ROMA – “La Riforma dell’ordinamento forense, in vigore ormai da diversi anni, ha ridotto il periodo di pratica forense da 24 a 18 mesi e per i giovani praticanti si tratta di un grosso inganno, perché non hanno la possibilità di assistere clienti a nome proprio nelle cause, ma solo di sostituire il titolare dello studio presso il quale svolgono la pratica”. Così l’avvocato Stefano Galeani, consigliere dell’Ordine degli Avvocati di Roma, nel corso di una intervista video rilasciata al direttore della Dire, Nicola Perrone. “In questo modo i giovani praticanti, dopo aver superato l’esame si ritrovano senza una pur minima clientela. Credo che questa, in assoluto, sia la cosa che li danneggi maggiormente e che li sta facendo anche allontanare dalla professione. Sembra che oggi ci sia una piccola ripresa nelle iscrizioni all’albo dei praticanti, ma a mio avviso è dettata dalla mancanza di concorsi o da altri sbocchi nel mondo lavorativo”.
L’intento della Riforma, almeno “quello dichiarato- sottolinea il legale- era quello di agevolare i giovani nell’accesso alla professione, ma si è fatto solo un danno”. Racconta l’avvocato Galeani al direttore Perrone: “Quando feci io la pratica, dopo un anno si era abilitati ad esercitare a proprio nome la professione, entro determinati limiti, e si poteva introdurre o promuovere cause oppure difendere persone dinanzi alla Pretura o al Giudice conciliatore.
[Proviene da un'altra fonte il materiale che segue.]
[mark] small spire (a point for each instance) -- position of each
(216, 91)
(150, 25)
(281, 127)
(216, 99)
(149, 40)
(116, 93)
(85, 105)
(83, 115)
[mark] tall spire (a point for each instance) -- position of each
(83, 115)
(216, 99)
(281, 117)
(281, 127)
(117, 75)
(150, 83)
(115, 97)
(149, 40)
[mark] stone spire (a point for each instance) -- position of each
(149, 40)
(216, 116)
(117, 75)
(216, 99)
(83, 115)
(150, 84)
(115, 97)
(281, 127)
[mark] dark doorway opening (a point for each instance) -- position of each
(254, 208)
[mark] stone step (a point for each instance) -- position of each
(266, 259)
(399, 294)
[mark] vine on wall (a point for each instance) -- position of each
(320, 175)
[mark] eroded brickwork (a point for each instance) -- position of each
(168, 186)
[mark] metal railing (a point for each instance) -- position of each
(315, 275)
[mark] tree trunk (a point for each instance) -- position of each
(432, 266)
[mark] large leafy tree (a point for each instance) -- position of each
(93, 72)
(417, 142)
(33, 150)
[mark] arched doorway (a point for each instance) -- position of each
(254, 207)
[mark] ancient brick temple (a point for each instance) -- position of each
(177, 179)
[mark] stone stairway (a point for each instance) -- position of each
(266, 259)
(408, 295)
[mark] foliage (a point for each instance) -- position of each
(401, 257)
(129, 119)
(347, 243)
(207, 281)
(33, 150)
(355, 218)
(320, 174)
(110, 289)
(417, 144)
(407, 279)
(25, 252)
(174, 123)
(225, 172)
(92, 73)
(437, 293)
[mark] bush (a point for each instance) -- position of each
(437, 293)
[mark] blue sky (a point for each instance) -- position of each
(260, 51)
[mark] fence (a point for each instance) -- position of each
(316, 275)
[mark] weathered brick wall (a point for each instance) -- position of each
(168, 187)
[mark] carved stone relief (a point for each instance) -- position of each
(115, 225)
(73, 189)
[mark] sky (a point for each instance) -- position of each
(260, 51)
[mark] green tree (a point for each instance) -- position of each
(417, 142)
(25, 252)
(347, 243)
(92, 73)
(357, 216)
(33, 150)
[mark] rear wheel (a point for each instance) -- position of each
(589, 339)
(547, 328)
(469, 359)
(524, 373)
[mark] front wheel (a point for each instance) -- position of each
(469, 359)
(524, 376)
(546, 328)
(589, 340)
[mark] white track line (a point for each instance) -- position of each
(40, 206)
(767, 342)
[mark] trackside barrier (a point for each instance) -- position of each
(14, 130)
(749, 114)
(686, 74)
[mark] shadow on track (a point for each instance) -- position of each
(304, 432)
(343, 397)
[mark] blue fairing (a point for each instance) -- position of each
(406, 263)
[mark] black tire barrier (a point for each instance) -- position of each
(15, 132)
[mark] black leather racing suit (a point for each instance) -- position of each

Questo serviva come ‘palestra’ sia per responsabilizzare il praticante, perché quando si firma un atto a nome proprio ci si sente necessariamente più responsabilizzati e si sta anche più attenti, sia per cominciare ad avere un minimo di clientela, aspetto fondamentale per la professione. Si possono infatti avere tutte le specializzazioni del mondo, ma se non si hanno i clienti non servono a nulla. L’anno di abilitazione, quindi, serviva proprio a questo, a seguire piccole cause che però facevano prendere maggiore padronanza nelle Aule di giustizia e acquisire clientela”.
Un’altra modifica legislativa per l’accesso alla professione, prosegue l’avvocato Stefano Galeani, “ha previsto unitamente ai 18 mesi di praticantato l’obbligo di iscrizione alle scuole forensi per poter sostenere l’esame di avvocato. È un altro aspetto che non riesco a comprendere, abbiamo ragazzi che dopo 5 anni di università intraprendono il percorso della pratica, che dovrebbe essere formativo ma così non lo è, e devono obbligatoriamente iscriversi anche presso le scuole di formazione per ulteriori 18 mesi. Un modo, questo, che contribuisce a sottrarre altro tempo alla pratica in uno studio. Inoltre, si tratta di tutte scuole a pagamento, compresa quella dell’Ordine seppur quest’ultima con costi limitati se si rientra in un determinato reddito familiare, per cui le famiglie sono costrette a sopportare un ulteriore costo dopo quello universitario. E se nelle scuole si riparte poi dalla teoria, come accade, capiamo bene che servono a poco se non a far guadagnare chi le ha create”.
Infine, c’è anche l’iscrizione alla Cassa Forense, che “in generale non è amata neppure dagli avvocati con 30 o 40 anni di professione perché ha una serie di costi, che però sono ancora più pesanti da sostenere per i giovani avvocati- sottolinea l’avvocato Galeani- e l’iscrizione alla Cassa, purtroppo, è condizione per l’iscrizione all’Albo per cui bisogna versare il contributo annuale alla Cassa di previdenza stessa. In passato se un avvocato non raggiungeva un determinato limite di reddito era esentato dall’iscrizione, mentre oggi si è passati all’esatto contrario, cioè il giovane avvocato, il giorno stesso in cui si iscrive all’Albo è automaticamente iscritto alla Cassa Forense e deve iniziare a pagare, pur non guadagnando ancora un euro. Una via mediana sarebbe senz’altro più giusta per i giovani, che molto spesso dopo un anno che pagano la Cassa e non sono ancora in grado di sostenerne i costi si vedono costretti a cancellarsi dall’Albo degli Avvocati”, conclude Galeani.